Demonstrated interest is something we talk about often. As the number of college applications rise, institutions want to know that you really like them and interested in what they have to offer. Not all colleges pay attention to demonstrated interest, but some do.
If you can show interest in a school, they will take notice. Ways to show interest include: filling out the interest cards at a college fair, an official college visit, opening the emails they send you, visiting the college rep at your high school, and following them on social media. All show that you are paying attention and are wanting them to notice you too.
Enjoy your college fair visit. It can be fun to explore all the opportunities!
Here are some more awesome tips from College Board:
Before You Go
- Find out which colleges will be at the fair (a list may be posted on the fair’s website) and write down the names of the ones you want to learn about.
- Make a list of any questions you have.
- Bring your list, a pen, paper and a bag to hold college brochures.
- Make sure the email address that you give out won’t embarrass you — remember, college admission officers will see it.
While You’re There
- Get a map of the fair and plan a route that will take you to the booths of all the colleges on your list. If there is no map available, do a quick survey of the room to locate your colleges.
- Visit booths and ask college representatives questions. For example, you can ask, “What kind of student are you looking for?” or “What makes your campus special?”
- Take a minute to jot down any information you think is important before moving on to the next booth.
- Check out some of the other booths when you’re done with the colleges on your list. You may stumble onto a great college you hadn’t considered.
- Attend an information session, if any are offered. Typical topics include applications and financial aid. These sessions are good opportunities to get expert advice.
When You Get Home
- Ask yourself which colleges stood out and why.

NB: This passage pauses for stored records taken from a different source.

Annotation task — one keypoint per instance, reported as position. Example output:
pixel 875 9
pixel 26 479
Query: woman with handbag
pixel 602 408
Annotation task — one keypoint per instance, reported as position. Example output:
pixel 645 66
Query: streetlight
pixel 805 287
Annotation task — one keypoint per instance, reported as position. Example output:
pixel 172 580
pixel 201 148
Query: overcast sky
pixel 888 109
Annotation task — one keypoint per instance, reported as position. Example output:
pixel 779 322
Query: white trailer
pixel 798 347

- Organize the college material you collected and review it that week while it’s fresh in your mind.
- Go over any notes you took during the fair.

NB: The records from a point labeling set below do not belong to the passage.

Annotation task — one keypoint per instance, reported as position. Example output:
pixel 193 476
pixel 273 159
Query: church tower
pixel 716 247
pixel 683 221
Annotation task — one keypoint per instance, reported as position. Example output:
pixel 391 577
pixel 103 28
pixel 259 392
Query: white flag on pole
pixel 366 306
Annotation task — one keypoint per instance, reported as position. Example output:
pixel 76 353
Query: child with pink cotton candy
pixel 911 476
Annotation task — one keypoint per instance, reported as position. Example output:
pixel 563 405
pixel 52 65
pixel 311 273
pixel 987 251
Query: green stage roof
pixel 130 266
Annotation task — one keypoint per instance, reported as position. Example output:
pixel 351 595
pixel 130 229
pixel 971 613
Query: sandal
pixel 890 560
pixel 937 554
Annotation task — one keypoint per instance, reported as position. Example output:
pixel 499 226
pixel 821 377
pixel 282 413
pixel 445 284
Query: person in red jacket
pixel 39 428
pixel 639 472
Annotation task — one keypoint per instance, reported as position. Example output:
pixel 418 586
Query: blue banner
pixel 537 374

- Throw out the pamphlets of colleges you’ve ruled out so you can focus on the colleges you’re interested in.
- Do more research on the colleges you’re thinking about. Explore websites, contact the admission office or plan a campus visit. If you liked what you saw at the fair, it may be time to see the college in person.
Now, about those virtual college fairs.
Virtual events come with their own benefits and disadvantages. Families don’t have to travel to a fair and deal with crowds. You can pick and choose the college presentation you are interested in seeing. You may more easily discover colleges from across the country that you never heard of before. You can directly ask your question without fighting to get to the front of the line at a busy table.

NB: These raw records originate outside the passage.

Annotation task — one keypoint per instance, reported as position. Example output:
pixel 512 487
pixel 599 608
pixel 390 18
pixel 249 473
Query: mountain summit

On the flipside, they aren’t as personal as shaking someone’s hand and making eye contact. Students need to make an effort to pay attention and not mentally wander off. (Taking notes is a good idea.) Be sure your technology is a match for the fair’s requirements to work properly.
This document from NACAC has great tips on how to make the most of virtual fairs. They really are a fun way to explore colleges big and small. Take a chance on a session with a college you’ve never heard of before. You might be surprised.